# Premiere to Divx



## arielsages (Mar 28, 2005)

Hi!
I made a video that I filmed with my DV-cam and then i transfered the filmed material to Adobe Premiere Pro for doing some editing. Now that Im ready with that project I would like it to become a small Divx file. How can I do that? When I tried to export from Adobe it became 19GB for an 1 hour film!!! Thats too big!

Can you please explain it to me? Im a newbie so please use easy words!)
THANKS!


----------



## v-six (Sep 12, 2004)

what file type are you currently working with?


----------



## arielsages (Mar 28, 2005)

its a premiere project file. if i do an export i get an avi file, but its 19gb.


----------



## v-six (Sep 12, 2004)

Question to anyone that could answer it: Would simply converting the avi do a divx format solve the problem here?


----------



## arielsages (Mar 28, 2005)

how do i convert avi to divx?


----------



## v-six (Sep 12, 2004)

If thats all you're looking to do, google "Avi to divx" the hardest part will be deciding with tutorial to follow. If nothing there helps, I'll move the post to a different forum for you, this isn't really a graphic design question, so its a bit out of my league :smile:


----------



## Volt-Schwibe (Jan 12, 2003)

SixShooter said:


> this isn't really a graphic design question, so its a bit out of my league :smile:



i notice there isn't really an appropriate section for questions about files.
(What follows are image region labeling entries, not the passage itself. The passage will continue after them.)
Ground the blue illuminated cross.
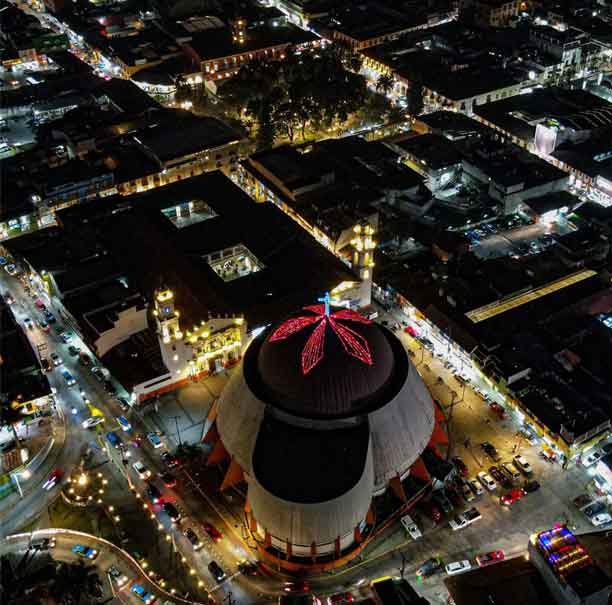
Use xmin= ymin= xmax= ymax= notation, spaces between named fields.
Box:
xmin=317 ymin=292 xmax=331 ymax=316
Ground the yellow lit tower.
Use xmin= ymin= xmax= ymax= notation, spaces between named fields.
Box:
xmin=351 ymin=223 xmax=376 ymax=307
xmin=153 ymin=289 xmax=183 ymax=344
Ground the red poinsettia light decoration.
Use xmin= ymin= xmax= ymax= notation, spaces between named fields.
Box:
xmin=269 ymin=295 xmax=373 ymax=374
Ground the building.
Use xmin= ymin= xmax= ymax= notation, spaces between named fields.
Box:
xmin=204 ymin=297 xmax=445 ymax=571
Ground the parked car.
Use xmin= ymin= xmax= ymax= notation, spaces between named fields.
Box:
xmin=146 ymin=483 xmax=162 ymax=504
xmin=130 ymin=584 xmax=157 ymax=605
xmin=71 ymin=544 xmax=98 ymax=561
xmin=499 ymin=488 xmax=525 ymax=506
xmin=83 ymin=416 xmax=104 ymax=429
xmin=183 ymin=527 xmax=202 ymax=550
xmin=147 ymin=433 xmax=164 ymax=449
xmin=400 ymin=515 xmax=423 ymax=540
xmin=416 ymin=557 xmax=444 ymax=580
xmin=476 ymin=471 xmax=497 ymax=492
xmin=453 ymin=456 xmax=469 ymax=477
xmin=480 ymin=441 xmax=501 ymax=462
xmin=445 ymin=560 xmax=472 ymax=576
xmin=132 ymin=460 xmax=151 ymax=481
xmin=208 ymin=561 xmax=230 ymax=582
xmin=163 ymin=502 xmax=181 ymax=523
xmin=512 ymin=456 xmax=533 ymax=475
xmin=204 ymin=523 xmax=223 ymax=542
xmin=476 ymin=550 xmax=506 ymax=567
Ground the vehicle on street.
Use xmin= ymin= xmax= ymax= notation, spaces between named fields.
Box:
xmin=163 ymin=502 xmax=181 ymax=523
xmin=36 ymin=319 xmax=51 ymax=332
xmin=453 ymin=456 xmax=469 ymax=477
xmin=117 ymin=397 xmax=130 ymax=412
xmin=160 ymin=452 xmax=179 ymax=468
xmin=160 ymin=472 xmax=176 ymax=487
xmin=108 ymin=565 xmax=129 ymax=588
xmin=480 ymin=441 xmax=501 ymax=462
xmin=590 ymin=513 xmax=612 ymax=527
xmin=146 ymin=483 xmax=162 ymax=504
xmin=130 ymin=584 xmax=157 ymax=605
xmin=401 ymin=515 xmax=423 ymax=540
xmin=512 ymin=456 xmax=533 ymax=475
xmin=501 ymin=462 xmax=521 ymax=481
xmin=523 ymin=479 xmax=540 ymax=494
xmin=204 ymin=523 xmax=223 ymax=542
xmin=132 ymin=460 xmax=151 ymax=481
xmin=117 ymin=416 xmax=132 ymax=433
xmin=582 ymin=450 xmax=603 ymax=468
xmin=83 ymin=416 xmax=104 ymax=429
xmin=476 ymin=471 xmax=497 ymax=492
xmin=106 ymin=431 xmax=121 ymax=448
xmin=327 ymin=592 xmax=354 ymax=605
xmin=432 ymin=490 xmax=453 ymax=514
xmin=71 ymin=544 xmax=98 ymax=561
xmin=147 ymin=433 xmax=164 ymax=449
xmin=62 ymin=370 xmax=76 ymax=387
xmin=208 ymin=561 xmax=225 ymax=582
xmin=416 ymin=557 xmax=444 ymax=580
xmin=476 ymin=550 xmax=506 ymax=567
xmin=183 ymin=527 xmax=203 ymax=550
xmin=60 ymin=330 xmax=74 ymax=345
xmin=445 ymin=560 xmax=472 ymax=576
xmin=43 ymin=468 xmax=64 ymax=491
xmin=467 ymin=479 xmax=482 ymax=496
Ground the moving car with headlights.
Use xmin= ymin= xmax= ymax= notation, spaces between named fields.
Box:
xmin=476 ymin=550 xmax=506 ymax=567
xmin=107 ymin=565 xmax=129 ymax=588
xmin=83 ymin=416 xmax=104 ymax=429
xmin=400 ymin=515 xmax=423 ymax=540
xmin=131 ymin=584 xmax=157 ymax=605
xmin=445 ymin=560 xmax=472 ymax=576
xmin=476 ymin=471 xmax=497 ymax=492
xmin=72 ymin=544 xmax=98 ymax=561
xmin=132 ymin=460 xmax=151 ymax=481
xmin=183 ymin=527 xmax=202 ymax=550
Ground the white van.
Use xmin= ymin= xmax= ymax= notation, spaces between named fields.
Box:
xmin=401 ymin=515 xmax=423 ymax=540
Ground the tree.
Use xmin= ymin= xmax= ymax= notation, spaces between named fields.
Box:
xmin=407 ymin=80 xmax=423 ymax=116
xmin=376 ymin=74 xmax=395 ymax=95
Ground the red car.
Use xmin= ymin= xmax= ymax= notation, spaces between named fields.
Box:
xmin=204 ymin=523 xmax=223 ymax=542
xmin=476 ymin=550 xmax=506 ymax=567
xmin=453 ymin=456 xmax=470 ymax=477
xmin=499 ymin=489 xmax=525 ymax=506
xmin=327 ymin=592 xmax=353 ymax=605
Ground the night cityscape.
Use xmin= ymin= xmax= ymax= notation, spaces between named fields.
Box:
xmin=0 ymin=0 xmax=612 ymax=605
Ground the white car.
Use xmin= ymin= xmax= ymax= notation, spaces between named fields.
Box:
xmin=83 ymin=416 xmax=104 ymax=429
xmin=132 ymin=460 xmax=151 ymax=479
xmin=582 ymin=450 xmax=603 ymax=468
xmin=401 ymin=515 xmax=423 ymax=540
xmin=591 ymin=513 xmax=612 ymax=527
xmin=448 ymin=515 xmax=469 ymax=531
xmin=476 ymin=471 xmax=497 ymax=492
xmin=445 ymin=561 xmax=472 ymax=576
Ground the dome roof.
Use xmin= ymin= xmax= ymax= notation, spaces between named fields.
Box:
xmin=257 ymin=305 xmax=397 ymax=418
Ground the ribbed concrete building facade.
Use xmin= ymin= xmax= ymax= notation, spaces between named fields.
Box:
xmin=205 ymin=304 xmax=448 ymax=569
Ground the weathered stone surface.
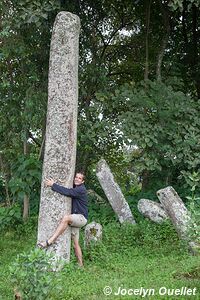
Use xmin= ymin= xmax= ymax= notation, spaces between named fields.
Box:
xmin=84 ymin=222 xmax=102 ymax=247
xmin=157 ymin=186 xmax=190 ymax=239
xmin=96 ymin=159 xmax=135 ymax=224
xmin=137 ymin=199 xmax=168 ymax=223
xmin=38 ymin=12 xmax=80 ymax=261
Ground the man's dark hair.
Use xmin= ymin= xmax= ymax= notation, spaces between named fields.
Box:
xmin=75 ymin=170 xmax=85 ymax=181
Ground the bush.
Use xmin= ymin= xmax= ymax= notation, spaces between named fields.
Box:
xmin=0 ymin=204 xmax=22 ymax=230
xmin=10 ymin=249 xmax=61 ymax=300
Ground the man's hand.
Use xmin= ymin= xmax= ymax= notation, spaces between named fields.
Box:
xmin=44 ymin=178 xmax=55 ymax=187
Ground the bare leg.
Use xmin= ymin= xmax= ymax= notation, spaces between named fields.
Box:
xmin=73 ymin=238 xmax=83 ymax=267
xmin=38 ymin=215 xmax=72 ymax=248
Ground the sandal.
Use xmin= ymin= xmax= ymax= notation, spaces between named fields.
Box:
xmin=37 ymin=240 xmax=51 ymax=249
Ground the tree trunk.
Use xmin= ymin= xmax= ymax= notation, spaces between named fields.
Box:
xmin=144 ymin=0 xmax=152 ymax=80
xmin=38 ymin=12 xmax=80 ymax=261
xmin=23 ymin=137 xmax=30 ymax=221
xmin=156 ymin=0 xmax=170 ymax=81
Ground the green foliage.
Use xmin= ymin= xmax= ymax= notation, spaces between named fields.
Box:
xmin=0 ymin=220 xmax=200 ymax=300
xmin=169 ymin=0 xmax=199 ymax=11
xmin=9 ymin=155 xmax=41 ymax=200
xmin=186 ymin=172 xmax=200 ymax=245
xmin=0 ymin=204 xmax=22 ymax=231
xmin=115 ymin=81 xmax=200 ymax=188
xmin=10 ymin=249 xmax=60 ymax=300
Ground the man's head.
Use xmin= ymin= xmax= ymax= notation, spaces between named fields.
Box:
xmin=74 ymin=172 xmax=85 ymax=185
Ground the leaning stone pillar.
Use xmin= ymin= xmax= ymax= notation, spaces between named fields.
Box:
xmin=96 ymin=159 xmax=135 ymax=224
xmin=38 ymin=12 xmax=80 ymax=261
xmin=157 ymin=186 xmax=190 ymax=239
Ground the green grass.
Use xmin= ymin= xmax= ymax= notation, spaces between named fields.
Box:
xmin=0 ymin=221 xmax=200 ymax=300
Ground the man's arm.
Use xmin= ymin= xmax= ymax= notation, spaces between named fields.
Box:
xmin=51 ymin=183 xmax=84 ymax=198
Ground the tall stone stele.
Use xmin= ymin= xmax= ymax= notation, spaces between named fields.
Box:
xmin=38 ymin=12 xmax=80 ymax=261
xmin=96 ymin=159 xmax=135 ymax=224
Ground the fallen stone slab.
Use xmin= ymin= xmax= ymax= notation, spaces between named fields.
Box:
xmin=37 ymin=11 xmax=80 ymax=261
xmin=96 ymin=159 xmax=136 ymax=224
xmin=137 ymin=199 xmax=169 ymax=224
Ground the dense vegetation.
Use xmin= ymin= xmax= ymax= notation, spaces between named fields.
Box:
xmin=0 ymin=0 xmax=200 ymax=299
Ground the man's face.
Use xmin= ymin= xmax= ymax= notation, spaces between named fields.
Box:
xmin=74 ymin=173 xmax=84 ymax=185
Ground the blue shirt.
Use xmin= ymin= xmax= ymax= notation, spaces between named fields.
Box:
xmin=51 ymin=183 xmax=88 ymax=219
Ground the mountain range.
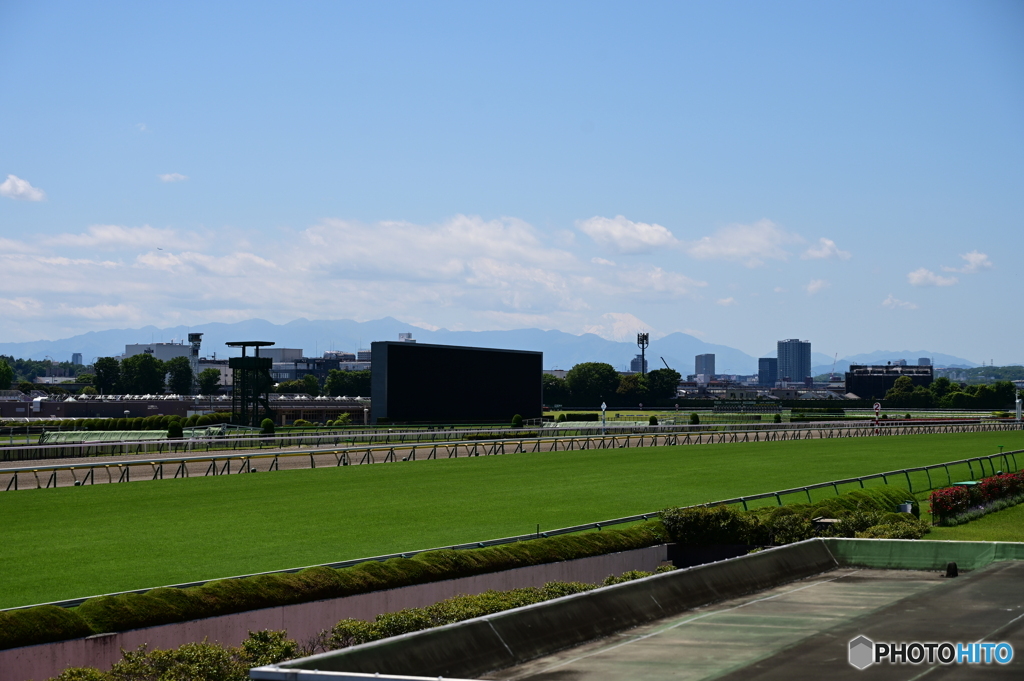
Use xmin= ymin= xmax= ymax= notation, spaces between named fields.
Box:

we could move it to the "software" section, and add a request for suggestions about software.


----------



## v-six (Sep 12, 2004)

if arielsages is still having problems, I'll move it to software.


----------



## superflysmith (Oct 15, 2004)

arielsages said:


> Hi!
> I made a video that I filmed with my DV-cam and then i transfered the filmed material to Adobe Premiere Pro for doing some editing. Now that Im ready with that project I would like it to become a small Divx file. How can I do that? When I tried to export from Adobe it became 19GB for an 1 hour film!!! Thats too big!
> 
> Can you please explain it to me? Im a newbie so please use easy words!)
> THANKS!


What are you planning to do with the project? I found this program which may help you out.


----------



## Grove (Jun 21, 2005)

*Encoding*

You'd have to output it as an .avi file and then take that file and run it through DivX. You have to purchase Dr. DivX to re encode the file to make it use a DivX codec. Yes it is possible to lower the size through Dr. DivX depending on the resolution you specify. After the re encoding process you will end up with a smaller .avi file but I do not know how small because I have never seen a 19GB .avi file. Hope this Helps :smile:


----------



## arielsages (Mar 28, 2005)

the thing is that when i export from premiere it becomes directly an AVI file, so all programs that converts from DVD or MPEG2 to AVI will not help me in that case. the only problem is that its so big, 19GB!
What I wanna have as a result is a smal Divx file, that would be manageble, but still have quite good picture quality. Am I asking too much?
Thanks!


----------



## arielsages (Mar 28, 2005)

another thing: I heard that it would be possible to create a Divx file, a smaller one, with VirtualDub. is that true?
But when I try to open my original AVI-file with that program it tells me that it "couldnt locate the decompressor for format "dvsd" (unknown), VirtualDbu requieres a Video for Windows (VFW) compatible codec to decompress video. DirectShow codecs, such as those used by Windows Media Player are not suitable." But Daobe Premiere makes it only in that way.
I dont understand much!


----------



## Grove (Jun 21, 2005)

*Virtual Dub*

I have used a little of Virtual Dub. I only used to clear up the sound when it was out of synch. I ran Virtual Dub and it fixed it but as for making I am unsure about that. Have you tried another program other than Premiere?


----------



## koala (Mar 27, 2005)

arielsages said:


> when i export from premiere it becomes directly an AVI file


When Premiere saves it as an AVI do you get any options to change the codec or quality settings?


----------